I.F: Sin ninguna duda. Escribir no deja de ser un modo de reflexión. No hay escritura sin lentitud. Hace poco, en una charla que di en un instituto de secundaria, les dije, parafraseando a Pascal, que la mayor fuente de insatisfacción del hombre provenía de no saber lo que desea. Luego les pregunté cuánto tiempo habían dedicado en su vida a pensar cuál era su meta, qué querían hacer. ¿Dos horas?, ¿diez minutos?, ¿cinco segundos? ¿Nada? Les incité a tomarse una tarde libre, a largarse de allí si era necesario, a tomarse ese tiempo vital. No creo que haya clase de instituto, ni de universidad, ni consejo paterno o artículo enciclopédico que sea más importante que esa media hora de uno consigo mismo. Por supuesto se rieron de mí, y yo con ellos, pero supongo que hablaba en serio. O al menos eso es lo que a mí me ha enseñado la escritura. Que si no eres capaz de resolver tus interrogantes, otros los responderán por ti. Y seguramente, cuando mires hacia atrás, no te gustará lo que veas. He escrito demasiado y eso me ha obligado a replantearme cosas que consideraba dogmáticas. Seguramente, si existiera algo similar a la escritura, de uso cotidiano, seríamos mucho más felices. Podríamos detener el tiempo, establecer las prioridades, elegir entre dos opciones con más garantías. El problema de que se lea poco, creo yo, tiene más que ver con el descrédito de la lentitud que con el hecho en sí de leer. Al hombre contemporáneo le siguen fascinando las historias, pero se siente tan angustiado consigo mismo, que, ante el «latido del yo», prefiere todo ese ocio instantáneo, vacuo, de consumo rápido e insatisfactorio.

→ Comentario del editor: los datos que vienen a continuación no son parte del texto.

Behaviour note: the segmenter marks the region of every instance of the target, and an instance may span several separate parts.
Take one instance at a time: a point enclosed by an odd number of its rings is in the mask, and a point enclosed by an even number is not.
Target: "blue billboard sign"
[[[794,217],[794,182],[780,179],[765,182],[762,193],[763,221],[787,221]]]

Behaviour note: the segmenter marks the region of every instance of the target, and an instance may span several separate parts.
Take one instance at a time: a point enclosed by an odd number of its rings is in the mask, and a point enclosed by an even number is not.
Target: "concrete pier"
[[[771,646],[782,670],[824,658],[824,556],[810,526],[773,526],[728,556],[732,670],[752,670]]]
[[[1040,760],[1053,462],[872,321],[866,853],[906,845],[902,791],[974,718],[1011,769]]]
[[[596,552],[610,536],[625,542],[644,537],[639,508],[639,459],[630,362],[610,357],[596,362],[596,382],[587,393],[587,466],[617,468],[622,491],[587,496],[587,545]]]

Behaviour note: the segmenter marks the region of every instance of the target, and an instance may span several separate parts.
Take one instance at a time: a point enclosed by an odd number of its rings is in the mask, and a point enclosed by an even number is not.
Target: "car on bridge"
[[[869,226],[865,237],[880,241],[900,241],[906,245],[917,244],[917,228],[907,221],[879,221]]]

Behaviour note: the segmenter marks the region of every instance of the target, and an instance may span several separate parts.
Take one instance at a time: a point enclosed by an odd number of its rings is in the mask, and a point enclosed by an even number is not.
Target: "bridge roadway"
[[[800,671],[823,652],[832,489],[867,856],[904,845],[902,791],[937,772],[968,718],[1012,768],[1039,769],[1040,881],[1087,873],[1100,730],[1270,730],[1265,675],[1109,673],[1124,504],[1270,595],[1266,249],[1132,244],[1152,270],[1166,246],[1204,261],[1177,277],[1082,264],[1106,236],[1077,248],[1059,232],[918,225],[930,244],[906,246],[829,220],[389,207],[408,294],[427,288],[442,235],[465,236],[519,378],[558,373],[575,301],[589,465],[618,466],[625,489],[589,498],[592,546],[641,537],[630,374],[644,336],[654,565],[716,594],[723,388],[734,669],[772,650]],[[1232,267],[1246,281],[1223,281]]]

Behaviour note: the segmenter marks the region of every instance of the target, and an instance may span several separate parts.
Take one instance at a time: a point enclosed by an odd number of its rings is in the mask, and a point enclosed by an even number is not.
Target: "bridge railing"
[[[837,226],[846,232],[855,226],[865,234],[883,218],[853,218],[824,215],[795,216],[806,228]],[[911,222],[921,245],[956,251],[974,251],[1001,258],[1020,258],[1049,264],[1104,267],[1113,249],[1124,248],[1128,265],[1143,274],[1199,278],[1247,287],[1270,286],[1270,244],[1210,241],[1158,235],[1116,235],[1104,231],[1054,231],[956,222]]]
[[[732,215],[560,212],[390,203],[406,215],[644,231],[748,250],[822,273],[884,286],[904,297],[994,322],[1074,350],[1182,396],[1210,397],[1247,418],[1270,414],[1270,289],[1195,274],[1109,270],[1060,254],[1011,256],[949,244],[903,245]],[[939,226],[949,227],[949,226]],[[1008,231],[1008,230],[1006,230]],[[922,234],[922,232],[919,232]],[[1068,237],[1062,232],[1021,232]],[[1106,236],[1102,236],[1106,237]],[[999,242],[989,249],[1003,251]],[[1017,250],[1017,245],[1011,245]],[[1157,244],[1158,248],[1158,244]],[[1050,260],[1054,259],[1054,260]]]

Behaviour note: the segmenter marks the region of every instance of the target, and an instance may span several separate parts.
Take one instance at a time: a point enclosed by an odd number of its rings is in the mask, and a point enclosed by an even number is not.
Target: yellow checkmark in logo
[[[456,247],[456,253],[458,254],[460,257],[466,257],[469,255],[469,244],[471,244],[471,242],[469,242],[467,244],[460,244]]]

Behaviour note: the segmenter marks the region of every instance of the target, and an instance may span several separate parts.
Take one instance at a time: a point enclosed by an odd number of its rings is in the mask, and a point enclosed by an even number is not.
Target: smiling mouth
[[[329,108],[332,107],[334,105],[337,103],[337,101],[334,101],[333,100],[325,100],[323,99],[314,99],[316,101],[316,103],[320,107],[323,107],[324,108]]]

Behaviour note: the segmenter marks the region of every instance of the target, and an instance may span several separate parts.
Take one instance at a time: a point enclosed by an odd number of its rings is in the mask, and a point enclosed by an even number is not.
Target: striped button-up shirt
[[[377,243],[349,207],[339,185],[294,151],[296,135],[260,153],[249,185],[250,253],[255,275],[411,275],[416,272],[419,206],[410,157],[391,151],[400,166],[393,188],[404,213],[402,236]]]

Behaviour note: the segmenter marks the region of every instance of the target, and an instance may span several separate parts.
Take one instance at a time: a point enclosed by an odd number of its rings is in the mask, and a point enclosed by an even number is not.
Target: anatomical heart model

F.R.C.: Como autor de cuentos y de novelas, ¿cuáles son las diferencias más reseñables que detectas entre ambos géneros?
I.F: Muchas. Pero fíjate, hace años pensaba que las diferencias esenciales entre estos dos géneros tenían más que ver con el ritmo y el tiempo narrativo. Es decir, con cuestiones meramente técnicas. Y seguro que es así. Pero con el tiempo, he llegado a pensar que en novela, lo importante, es el personaje, mientras que en relato, lo es más la peripecia. Y que esa es la diferencia primordial. Si la observo con distancia “La oscuridad” no deja de ser una descripción pormenorizada del interior de Endre. La trama (la peripecia) parece habitar un segundo plano o estar subvertida a lo primero. El relato, por sus características como género, no permite una profundización tan exhaustiva del personaje. Por eso la trama es tan importante. Haz la prueba. Mira hacia atrás. Recuerda una novela que te haya gustado, seguramente te venga a la cabeza el personaje (Ignatius Reilly, Aschenbach, Stoner, Marlowe…). Sin embargo, en los relatos, recuerdas más bien la historia, es decir, esa pregunta que siempre se formula: ¿de qué va?
F.R.C.: ¿En qué se parece y en qué se diferencia La oscuridad de tus trabajos anteriores?
I.F: Para mí “La oscuridad” es un paso adelante cuantitativo con respecto a lo que estaba haciendo hasta ahora. Es cierto que las temáticas son similares, pero el tono narrativo es mucho más maduro y yo diría que personal. Algunos relatos de “La piel de los extraños” ya indagaban en esta dirección, pero es en “La oscuridad” donde creo que se ha consolidado. Lo que más me interesa de esta evolución, sobre todo, son las puertas, ahora casi infinitas, que me abre.
F.R.C.: Ya para terminar, ¿podrías recomendarles a nuestros lectores un cuento o un poema?
I.F: Más bien me gustaría recomendar una nouvelle que se escribió hace quince años y que releí hace poco. Su autor es Mario Bellatín y se titula Salón de belleza. Es probablemente uno de los textos más turbadores con los que me he encontrado jamás. Es un texto maravilloso, alegórico, con un trabajo de ambientación encomiable. También es un texto durísimo, que habla de un salón de belleza que se convierte en un “moridero” al que van los enfermos a pasar sus últimos días. La prosa es colorida y muy precisa, con un alto voltaje simbólico y poético. Vamos, una maravilla que recomiendo desde ya a cualquier lector.